И уж совсем никакого сомнения не могло быть в том, что Лес живой, что он прислушивается к тебе, смотрит, и взор этот недобр, даже враждебен. Тяжелый взгляд Леса Пелагия чувствовала спиной, затылком, и подчас так остро, что оглядывалась назад и украдкой крестилась. То-то, поди, страх в чащобе одной оказаться.
По счастью, в Лесу она была не одна.
Снаряженная Сергеем Сергеевичем экспедиция выглядела следующим образом.
Впереди, бойко постукивая посохом, шагал проводник – волостной старшина; за ним – сам Долинин на крепкой соловой лошадке, уступленной высокому гостю городецким исправником; потом труп на телеге (в деревянном ящике, обложенный сеном и кусками льда), при телеге два стражника; замыкала маленький караван крытая парусиной повозка с провизией и багажом. На облучке сидел возница-зытяк, рядом с ним Пелагия, стоически переносившая и тряску на ухабах, и монотонный напев скуластого соседа, и едкий дым его берестяной трубки.

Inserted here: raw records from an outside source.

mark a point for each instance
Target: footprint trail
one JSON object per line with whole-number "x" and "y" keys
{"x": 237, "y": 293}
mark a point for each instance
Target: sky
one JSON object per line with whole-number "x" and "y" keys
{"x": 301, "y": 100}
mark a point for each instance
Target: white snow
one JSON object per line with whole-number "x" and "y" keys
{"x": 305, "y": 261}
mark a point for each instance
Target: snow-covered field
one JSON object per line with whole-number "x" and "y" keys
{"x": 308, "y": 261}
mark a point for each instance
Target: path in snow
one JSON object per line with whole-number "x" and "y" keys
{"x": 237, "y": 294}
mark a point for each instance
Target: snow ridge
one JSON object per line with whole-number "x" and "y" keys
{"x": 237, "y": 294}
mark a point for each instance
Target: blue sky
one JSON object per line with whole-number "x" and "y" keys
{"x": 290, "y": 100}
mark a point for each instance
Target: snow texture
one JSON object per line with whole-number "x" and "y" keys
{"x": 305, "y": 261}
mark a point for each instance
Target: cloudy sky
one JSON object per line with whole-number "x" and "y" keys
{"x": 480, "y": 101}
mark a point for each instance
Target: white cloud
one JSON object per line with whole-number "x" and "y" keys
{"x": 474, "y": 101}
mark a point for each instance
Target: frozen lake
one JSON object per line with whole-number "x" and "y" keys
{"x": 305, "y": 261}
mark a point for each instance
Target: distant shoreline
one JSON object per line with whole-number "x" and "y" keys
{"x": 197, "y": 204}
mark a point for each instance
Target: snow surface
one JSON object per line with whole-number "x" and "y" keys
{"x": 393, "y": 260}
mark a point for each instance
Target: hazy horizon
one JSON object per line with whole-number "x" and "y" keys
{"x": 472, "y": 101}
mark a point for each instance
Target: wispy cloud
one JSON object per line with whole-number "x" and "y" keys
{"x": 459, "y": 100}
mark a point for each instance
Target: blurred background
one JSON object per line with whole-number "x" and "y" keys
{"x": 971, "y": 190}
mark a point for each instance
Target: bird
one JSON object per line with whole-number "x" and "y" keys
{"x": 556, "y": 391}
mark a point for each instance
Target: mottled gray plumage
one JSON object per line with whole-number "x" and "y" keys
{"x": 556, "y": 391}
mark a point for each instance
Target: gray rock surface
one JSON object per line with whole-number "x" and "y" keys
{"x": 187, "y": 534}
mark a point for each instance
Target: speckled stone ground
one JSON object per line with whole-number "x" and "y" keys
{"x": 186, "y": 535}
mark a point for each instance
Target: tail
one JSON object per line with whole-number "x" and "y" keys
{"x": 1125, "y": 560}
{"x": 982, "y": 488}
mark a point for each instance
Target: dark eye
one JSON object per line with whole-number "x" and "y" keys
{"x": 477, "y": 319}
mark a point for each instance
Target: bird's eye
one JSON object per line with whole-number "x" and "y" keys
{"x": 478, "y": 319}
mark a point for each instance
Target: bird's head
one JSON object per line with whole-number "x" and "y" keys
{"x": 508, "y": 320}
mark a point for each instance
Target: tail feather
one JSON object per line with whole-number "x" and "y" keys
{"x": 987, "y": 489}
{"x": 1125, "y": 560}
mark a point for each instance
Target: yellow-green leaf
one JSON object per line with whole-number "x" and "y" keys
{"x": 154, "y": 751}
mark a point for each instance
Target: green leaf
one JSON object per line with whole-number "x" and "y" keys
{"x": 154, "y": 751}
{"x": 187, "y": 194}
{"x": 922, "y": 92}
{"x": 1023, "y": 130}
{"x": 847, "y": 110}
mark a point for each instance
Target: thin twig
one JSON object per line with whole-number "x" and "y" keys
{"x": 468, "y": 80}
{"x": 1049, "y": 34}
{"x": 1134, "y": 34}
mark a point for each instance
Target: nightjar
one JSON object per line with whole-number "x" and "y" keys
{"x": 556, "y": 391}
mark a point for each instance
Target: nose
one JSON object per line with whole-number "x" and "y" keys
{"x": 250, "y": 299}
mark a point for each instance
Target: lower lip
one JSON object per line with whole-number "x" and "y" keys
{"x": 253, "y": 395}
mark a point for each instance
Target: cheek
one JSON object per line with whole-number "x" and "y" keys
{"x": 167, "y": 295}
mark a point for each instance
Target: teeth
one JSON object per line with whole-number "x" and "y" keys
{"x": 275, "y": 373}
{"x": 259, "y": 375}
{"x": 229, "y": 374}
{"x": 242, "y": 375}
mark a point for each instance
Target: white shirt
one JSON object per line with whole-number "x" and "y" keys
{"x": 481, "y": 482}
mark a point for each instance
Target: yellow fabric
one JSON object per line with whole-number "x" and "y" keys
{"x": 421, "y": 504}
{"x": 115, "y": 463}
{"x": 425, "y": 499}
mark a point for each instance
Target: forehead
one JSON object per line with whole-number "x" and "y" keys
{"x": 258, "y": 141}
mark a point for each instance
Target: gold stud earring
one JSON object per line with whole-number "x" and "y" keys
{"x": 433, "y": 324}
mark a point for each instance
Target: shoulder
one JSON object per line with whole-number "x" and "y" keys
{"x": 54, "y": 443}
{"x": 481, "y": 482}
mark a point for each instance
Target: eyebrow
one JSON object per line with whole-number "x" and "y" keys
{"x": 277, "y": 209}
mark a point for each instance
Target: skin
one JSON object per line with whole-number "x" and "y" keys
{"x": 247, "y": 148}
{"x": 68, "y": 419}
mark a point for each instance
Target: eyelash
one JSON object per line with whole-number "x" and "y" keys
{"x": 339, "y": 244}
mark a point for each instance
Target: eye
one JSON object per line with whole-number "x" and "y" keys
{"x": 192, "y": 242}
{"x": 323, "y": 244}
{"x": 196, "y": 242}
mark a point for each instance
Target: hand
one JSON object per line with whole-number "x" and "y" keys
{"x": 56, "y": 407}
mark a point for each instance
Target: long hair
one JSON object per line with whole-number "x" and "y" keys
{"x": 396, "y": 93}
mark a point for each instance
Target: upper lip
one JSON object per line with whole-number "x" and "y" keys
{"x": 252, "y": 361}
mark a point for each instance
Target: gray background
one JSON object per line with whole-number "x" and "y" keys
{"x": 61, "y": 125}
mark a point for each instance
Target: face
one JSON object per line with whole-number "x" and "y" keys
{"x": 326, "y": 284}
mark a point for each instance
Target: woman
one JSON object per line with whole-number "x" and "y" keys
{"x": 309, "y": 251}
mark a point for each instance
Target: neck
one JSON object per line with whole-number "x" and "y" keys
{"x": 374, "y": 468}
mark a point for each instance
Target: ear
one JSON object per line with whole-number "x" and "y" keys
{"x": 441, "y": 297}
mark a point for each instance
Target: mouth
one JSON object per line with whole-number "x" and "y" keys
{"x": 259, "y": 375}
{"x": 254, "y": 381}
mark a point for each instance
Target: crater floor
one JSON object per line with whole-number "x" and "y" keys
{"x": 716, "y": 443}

Боязливо поглядывая по сторонам, сестра не переставала сама на себя удивляться. Как это вышло, что она, тихая черница, начальница монастырской школы, оказалась в медвежьем углу, среди чужих людей, сопровождалыцицей при трупе скандального лжепророка? Чудны промыслы Твои, Господи. А можно выразиться и по-иному – затмение нашло на инокиню. Заморочил, заколдовал ее энергичный петербургский следователь.
С парохода «Севрюга» сошли в Заволжске.
Никого из пассажиров, включая и «найденышей», Сергей Сергеевич задерживать не стал, поскольку располагал верным подозреваемым – пассажиром из тринадцатой каюты.
Пелагию поразило, что последователи Мануйлы не выразили желания сопровождать тело своего кумира в последнюю дорогу, а отправились себе дальше, в Святую Землю. Комментарий Долинина по сему поводу был таков:
– Неблагодарное занятие – быть пророком. Издох, и всем на тебя наплевать.
– А мне, наоборот, кажется, что этот человек, каким бы он ни был, свое дело сделал, – заступилась за Мануйлу и его убогую паству сестра. – Слово пережило пророка, как тому и надлежит быть. Мануйлы нет, а «найденыши» со своего пути не сбились. Кстати говоря, я не знаю, почему они себя так называют.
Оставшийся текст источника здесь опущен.